PHILADELPHIA- This past month, a Bucks County 911 dispatcher saved the lives of an 80-year-old Bensalem woman and an 18-year-old Bensalem man in separate instances. In September, the same dispatcher saved a Solebury patient who, like the other two, had stopped breathing.
The dispatcher, Stanley Niedzwiki, saved the three lives by coaching callers over the phone to administer CPR until help arrived. “It’s not an everyday call, but Stan’s a pro – he knows what he’s doing,” Audrey Kenny, deputy director of the county’s Department of Emergency Communications, said Wednesday. “He always goes above and beyond on every call.”
Kenny said she can “count on one hand” the number of times she has taught CPR over the phone for a cardiac-arrest case in her 19-year career.
Niedzwiki, 53, of Souderton, who received a commendation for his service from the county commissioners Wednesday, said he was just doing his job. On Feb. 14, a 14-year-old girl called 911, telling Niedzwiki, “I think my brother’s having a seizure.” Niedzwiki immediately started reading the steps on the Emergency Medical Dispatch card, a format for patient assessment, while notifying police, a rescue squad, and firefighters.

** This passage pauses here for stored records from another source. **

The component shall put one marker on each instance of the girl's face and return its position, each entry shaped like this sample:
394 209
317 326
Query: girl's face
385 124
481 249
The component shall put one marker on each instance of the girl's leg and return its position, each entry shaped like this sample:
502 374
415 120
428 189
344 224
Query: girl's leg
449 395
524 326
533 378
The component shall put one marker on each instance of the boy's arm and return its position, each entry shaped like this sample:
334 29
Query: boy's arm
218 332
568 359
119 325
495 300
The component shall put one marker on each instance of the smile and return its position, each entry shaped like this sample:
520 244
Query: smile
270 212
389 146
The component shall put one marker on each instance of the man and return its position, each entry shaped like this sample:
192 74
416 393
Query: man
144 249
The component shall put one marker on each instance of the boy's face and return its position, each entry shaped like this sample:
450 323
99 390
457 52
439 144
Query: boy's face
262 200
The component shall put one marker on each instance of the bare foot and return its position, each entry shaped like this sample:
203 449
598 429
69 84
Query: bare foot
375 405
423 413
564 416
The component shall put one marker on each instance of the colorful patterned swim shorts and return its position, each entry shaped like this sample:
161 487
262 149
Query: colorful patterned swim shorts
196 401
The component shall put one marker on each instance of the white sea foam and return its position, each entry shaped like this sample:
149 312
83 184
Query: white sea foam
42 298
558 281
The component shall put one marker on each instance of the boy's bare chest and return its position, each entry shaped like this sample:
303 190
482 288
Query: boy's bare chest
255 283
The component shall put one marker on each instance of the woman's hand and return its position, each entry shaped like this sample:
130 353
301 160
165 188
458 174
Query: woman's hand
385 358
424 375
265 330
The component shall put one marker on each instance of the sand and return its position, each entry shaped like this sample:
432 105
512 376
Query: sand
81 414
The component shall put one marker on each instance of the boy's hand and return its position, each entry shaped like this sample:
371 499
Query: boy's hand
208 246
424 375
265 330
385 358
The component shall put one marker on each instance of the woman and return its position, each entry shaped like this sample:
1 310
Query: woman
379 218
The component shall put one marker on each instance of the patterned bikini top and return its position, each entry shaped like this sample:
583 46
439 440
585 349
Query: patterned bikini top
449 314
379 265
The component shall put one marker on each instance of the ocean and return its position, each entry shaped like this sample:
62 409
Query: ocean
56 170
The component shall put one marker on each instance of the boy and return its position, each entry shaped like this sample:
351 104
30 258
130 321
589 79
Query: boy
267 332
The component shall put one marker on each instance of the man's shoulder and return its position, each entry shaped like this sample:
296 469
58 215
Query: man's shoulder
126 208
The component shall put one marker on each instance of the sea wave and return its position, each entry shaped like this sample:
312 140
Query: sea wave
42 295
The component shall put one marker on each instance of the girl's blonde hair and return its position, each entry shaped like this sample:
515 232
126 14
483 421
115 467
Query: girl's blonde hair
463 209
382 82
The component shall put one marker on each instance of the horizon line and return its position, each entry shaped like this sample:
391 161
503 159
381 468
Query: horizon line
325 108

The steps took up to a minute. Then he read CPR instructions to the girl from a treatment card. Getting her comfortable enough to cooperate was key, Niedzwiki said. “She was upset, but she was following what I was telling her,” he said. Niedzwiki, who has been a dispatcher for 16 years, coached the girl for about five minutes, until he heard her talking to the responders. Once the ambulance crew reached the hospital, they told him the patient was breathing. On Feb. 4, he helped save the 80-year-old Bensalem woman by coaching the caller through CPR. The patient was breathing on her own before the ambulance arrived.
On Sept. 21, Niedzwiki helped save a dialysis patient in cardiac arrest in a Solebury garage by talking the patient’s adult son through CPR.

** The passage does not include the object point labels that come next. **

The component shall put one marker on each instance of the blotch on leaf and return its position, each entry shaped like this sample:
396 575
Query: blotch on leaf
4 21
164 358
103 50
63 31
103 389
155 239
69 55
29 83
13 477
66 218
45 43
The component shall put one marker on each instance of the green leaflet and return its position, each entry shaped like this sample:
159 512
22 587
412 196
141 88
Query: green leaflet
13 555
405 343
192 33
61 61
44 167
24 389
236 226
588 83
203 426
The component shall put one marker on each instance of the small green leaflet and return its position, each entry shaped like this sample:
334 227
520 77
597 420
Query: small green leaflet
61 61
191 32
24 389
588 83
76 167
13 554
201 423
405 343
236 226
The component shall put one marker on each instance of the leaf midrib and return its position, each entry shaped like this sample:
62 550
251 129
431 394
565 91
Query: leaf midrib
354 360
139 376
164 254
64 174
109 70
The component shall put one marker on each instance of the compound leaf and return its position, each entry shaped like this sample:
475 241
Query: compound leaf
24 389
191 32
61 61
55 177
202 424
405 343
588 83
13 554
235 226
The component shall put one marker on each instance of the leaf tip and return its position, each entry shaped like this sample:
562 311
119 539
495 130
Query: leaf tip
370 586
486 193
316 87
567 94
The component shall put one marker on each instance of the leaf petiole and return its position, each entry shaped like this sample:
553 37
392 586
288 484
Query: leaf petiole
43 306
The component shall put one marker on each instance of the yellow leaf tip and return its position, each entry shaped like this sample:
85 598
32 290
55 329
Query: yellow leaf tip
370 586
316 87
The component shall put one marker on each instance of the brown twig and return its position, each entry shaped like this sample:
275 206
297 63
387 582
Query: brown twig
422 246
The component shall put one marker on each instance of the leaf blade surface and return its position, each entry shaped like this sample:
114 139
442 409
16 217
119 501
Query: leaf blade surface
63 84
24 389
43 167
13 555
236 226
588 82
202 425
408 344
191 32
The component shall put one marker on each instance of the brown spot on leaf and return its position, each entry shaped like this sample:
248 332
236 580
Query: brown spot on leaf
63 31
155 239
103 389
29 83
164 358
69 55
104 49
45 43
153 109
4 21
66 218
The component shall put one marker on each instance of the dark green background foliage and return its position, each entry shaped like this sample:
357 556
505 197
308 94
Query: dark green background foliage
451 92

“In a crisis situation, sometimes people need a little reinforcement,” he said. Niedzwiki and the other 94 full-time dispatchers are trained to handle such calls through their continuing education and their certification, which is required every two years, Kenny said.
This past year, the dispatchers handled 253,436 emergency calls, Kenny said. She did not know how many of those were for reports of cardiac arrest.

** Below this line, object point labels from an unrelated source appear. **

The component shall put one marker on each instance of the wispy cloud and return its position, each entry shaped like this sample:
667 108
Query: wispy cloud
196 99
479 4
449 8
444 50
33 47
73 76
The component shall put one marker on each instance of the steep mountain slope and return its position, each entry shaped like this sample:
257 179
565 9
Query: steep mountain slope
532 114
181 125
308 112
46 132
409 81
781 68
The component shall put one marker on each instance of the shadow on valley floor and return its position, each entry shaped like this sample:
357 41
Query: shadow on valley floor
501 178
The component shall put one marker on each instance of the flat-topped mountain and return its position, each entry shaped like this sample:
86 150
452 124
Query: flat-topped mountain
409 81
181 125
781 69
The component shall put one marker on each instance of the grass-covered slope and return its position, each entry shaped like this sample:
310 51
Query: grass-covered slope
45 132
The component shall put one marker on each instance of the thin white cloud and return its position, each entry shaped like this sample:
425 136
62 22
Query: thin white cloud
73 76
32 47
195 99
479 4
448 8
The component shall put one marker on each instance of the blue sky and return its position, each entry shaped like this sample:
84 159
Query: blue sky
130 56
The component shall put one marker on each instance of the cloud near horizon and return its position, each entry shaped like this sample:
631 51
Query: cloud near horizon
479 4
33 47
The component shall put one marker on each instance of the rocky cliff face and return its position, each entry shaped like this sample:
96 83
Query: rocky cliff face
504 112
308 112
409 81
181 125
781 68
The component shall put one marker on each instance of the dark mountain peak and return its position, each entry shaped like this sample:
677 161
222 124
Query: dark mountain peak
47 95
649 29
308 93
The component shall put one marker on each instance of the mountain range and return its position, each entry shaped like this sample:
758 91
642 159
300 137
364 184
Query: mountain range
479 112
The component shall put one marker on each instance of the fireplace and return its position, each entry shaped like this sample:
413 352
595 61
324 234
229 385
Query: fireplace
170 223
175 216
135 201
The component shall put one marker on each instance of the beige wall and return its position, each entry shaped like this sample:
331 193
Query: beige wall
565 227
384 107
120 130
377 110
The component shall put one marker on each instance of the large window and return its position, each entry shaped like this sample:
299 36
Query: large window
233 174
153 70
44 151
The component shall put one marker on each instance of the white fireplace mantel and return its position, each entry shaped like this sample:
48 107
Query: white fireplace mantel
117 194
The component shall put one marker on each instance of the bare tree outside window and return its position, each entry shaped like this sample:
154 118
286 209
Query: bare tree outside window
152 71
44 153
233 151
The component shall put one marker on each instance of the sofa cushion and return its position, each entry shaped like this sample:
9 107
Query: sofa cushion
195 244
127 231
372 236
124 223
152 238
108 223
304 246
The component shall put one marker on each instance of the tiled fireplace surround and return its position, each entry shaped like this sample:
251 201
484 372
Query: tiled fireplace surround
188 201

The department, based in Ivyland, operates around the clock, seven days a week. Most dispatchers, including Niedzwiki, work 12-hour shifts and a maximum of three consecutive days. Before he joined the department, Niedzwiki was a paramedic with a half-dozen rescue squads in lower and central Bucks.
As a dispatcher, he has handled many more lifesaving calls, he said, but cannot estimate the number.
“I just take it one day at a time,” Niedzwiki said, “and try to help people the best I can.”